I agree that the linked issue seems quite similar. The event that triggers the issue is probably the same (i.e. node removal before the volume detachment process is 100% complete).

There are some slight differences though

• The CSI logs in the linked issue complain about a missing node. The logs in our case complain about vCenter refusing to attach the CNS Volume (i.e. The operation is not allowed in the current state)
• The problem in the linked issues seem to involve stale VolumeAttachment objects. In our case all the VolumeAttachment objects are successfully removed.

So in respect to your proposed rescue process this means

1. There are no old VolumeAttachment, just the new ones created for the (existing) nodes where the pods were moved.
2. The old VMs are gone from vCenter. The nodes referenced by the new (failing) VolumeAttachments are online and fully operational.
3. No VolumeAttachment :(
4. ...

I think the difference in the underlying issue might be the following:

The problem causing #359 seems to be that the VM is deleted before the CSI is done processing the VolumeAttachment. A stale VolumeAttachment is the result.

The problem in our case is probably more akin to: The CSI deletes the VolumeAttachment before vSphere CNS is done processing the detachment operation. Since all VolumeAttachments and Pods are gone, the Node object and the VM is (rightfully) deleted. The volume object in vSphere CNS stays in some undefined state where it cannot be re-attached.

[ThoSap]

Probably related to #1416 but in our case, we also did not delete any node from the k8s cluster.
This just happens randomly 😭

[heilerich]

We also started experiencing this issue without the deletion of any nodes. It is now also (sometimes) happening simply when a volume is re-mounted (i.e. when a pod is re-created). We are in contact with vmware support to further investigate the issue.
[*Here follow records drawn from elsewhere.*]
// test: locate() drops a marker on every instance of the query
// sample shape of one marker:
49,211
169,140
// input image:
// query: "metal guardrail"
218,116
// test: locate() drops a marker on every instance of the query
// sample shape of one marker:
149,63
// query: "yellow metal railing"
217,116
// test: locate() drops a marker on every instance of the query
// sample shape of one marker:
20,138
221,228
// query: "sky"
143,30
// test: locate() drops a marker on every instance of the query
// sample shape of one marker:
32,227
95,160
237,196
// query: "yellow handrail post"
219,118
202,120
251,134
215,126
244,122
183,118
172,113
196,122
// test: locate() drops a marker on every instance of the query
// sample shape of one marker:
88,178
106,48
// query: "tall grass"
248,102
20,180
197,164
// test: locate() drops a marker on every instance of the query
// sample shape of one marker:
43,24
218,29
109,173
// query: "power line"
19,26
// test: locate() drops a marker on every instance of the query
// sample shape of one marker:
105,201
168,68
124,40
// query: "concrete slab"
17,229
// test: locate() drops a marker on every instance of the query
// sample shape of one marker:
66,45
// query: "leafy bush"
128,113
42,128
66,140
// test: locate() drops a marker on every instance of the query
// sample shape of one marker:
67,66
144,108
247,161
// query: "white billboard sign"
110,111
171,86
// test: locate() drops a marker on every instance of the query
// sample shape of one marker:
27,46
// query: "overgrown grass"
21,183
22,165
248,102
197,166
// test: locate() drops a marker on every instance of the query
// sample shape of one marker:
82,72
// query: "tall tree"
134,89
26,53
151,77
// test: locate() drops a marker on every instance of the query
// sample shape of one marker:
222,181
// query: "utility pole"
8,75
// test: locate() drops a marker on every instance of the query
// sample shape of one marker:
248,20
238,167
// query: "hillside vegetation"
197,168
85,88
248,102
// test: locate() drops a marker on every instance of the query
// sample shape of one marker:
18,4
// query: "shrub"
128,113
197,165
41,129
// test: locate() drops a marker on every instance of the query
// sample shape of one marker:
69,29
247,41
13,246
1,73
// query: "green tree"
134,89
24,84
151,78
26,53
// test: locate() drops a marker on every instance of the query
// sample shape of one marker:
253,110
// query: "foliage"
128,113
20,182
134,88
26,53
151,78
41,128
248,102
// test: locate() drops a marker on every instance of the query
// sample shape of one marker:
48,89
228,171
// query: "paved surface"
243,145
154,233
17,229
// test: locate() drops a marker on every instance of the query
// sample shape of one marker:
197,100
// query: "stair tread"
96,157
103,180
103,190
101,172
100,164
We are also seeing more evidence that this issue is not a bug in vsphere-csi but ESXi/vSphere/CNS. Specifically, we noticed that the disks belonging to the container volumes can also not be mounted manually in vSphere anymore. So for now it seems like vsphere-csi is simply accurately reporting the errors happening in the underlying infrastructure.

Although, the question, what the root cause of the "locking" of the virtual disks might be, remains unanswered.

[ThoSap]

See #1416 (comment)

[heilerich]

Thanks for the update. In the meantime we had also figured out, that this error was caused by the Changed Block Tracking feature. However, in our case, it was the other way around: CBT is disabled by default on our machines and was enabled by accident on one of the worker machines. That worker started 'tainting' every volume that was attached to it with the CBT feature flag. After that these 'tainted' volumes were lost for all other nodes in the cluster. So the solution was to remove the node with the activated CBT and replace the virtual disks.

[fabiorauber]

I had a similar issue @heilerich, but in my case the CBT feature was being activated by a backup solution for VMs, used by another team. Took me a good while to figure it out. Since I didn't find a way to disable it for a single volume, I enabled CBT for all worker VMs with a Powershell script, made sure all CNS volumes were attached to these VMs, and then disabled CBT for all worker VMs again, so that the volumes were set back to CBT disabled.

[heilerich]

@fabiorauber thanks for the tip! I will try this should I ever encounter this problem again.

Backup software seems to be the most likely culprit in this case. It was exactly the same situation for us: A backup solution backing up VMs it was not supposed to touch.